Although Fairfax County lost more than $1 million the last time it installed red-light cameras, Virginia’s largest jurisdiction may soon bring them back.

Two members of the County Board of Supervisors suggested the idea at a meeting Tuesday and asked county staff to report back with options and recommendations for resurrecting the program.

“Raising revenue isn’t the point here,” said Supervisor Michael R. Frey (R-Sully), who made the motion with Chairman Sharon Bulova (D). “It’s about safety.”

Fairfax had red-light cameras at 10 intersections but did away with them in 2005, when the General Assembly decided not to renew a law giving local jurisdictions the authority to use the cameras.

The legislation was reinstated in 2007, but Fairfax chose not to restart its program for financial reasons. By then, the county had sold its cameras.

Frey said he suggested bringing back the cameras because of a recent study by the Insurance Institute for Highway Safety that looked at intersections in Arlington County.

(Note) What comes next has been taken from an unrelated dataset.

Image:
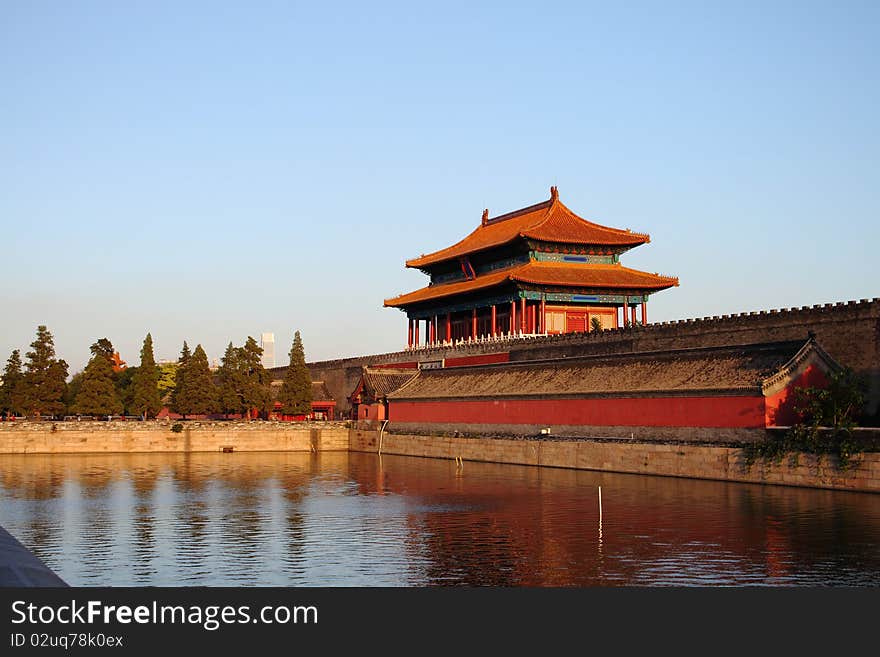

It found that cameras there dramatically improved safety, Frey said.

Since Fairfax last had the cameras, the county’s population and road congestion have increased but traffic patrols haven’t kept pace, Frey said. “This could be a solution.”

Nearly all jurisdictions in the Washington region use redlight cameras. Arlington has four, which it installed in 2010. Alexandria and Fairfax City started programs in 2011.

The District has roughly 50 red-light cameras. Tickets run offenders $150. In Montgomery and Prince George’s counties in Maryland, citations come with a $75 fine.

Under Virginia law, red-light camera tickets can’t exceed $50 and violations can’t be reported to the Department of Motor Vehicles or insurance companies. State law also says that local jurisdictions must warn drivers with signs at intersections that have cameras and that cities and counties may have no more than one camera for every 10,000 residents.

Frey said Fairfax lost money operating the cameras because they were so effective: Within a year of them being installed in 2002, the number of violations dropped off markedly.

Over four years, the camera program cost the county roughly $1.3 million more than it generated.

Bulova asked staff workers to include new cost projections when they report back to the board.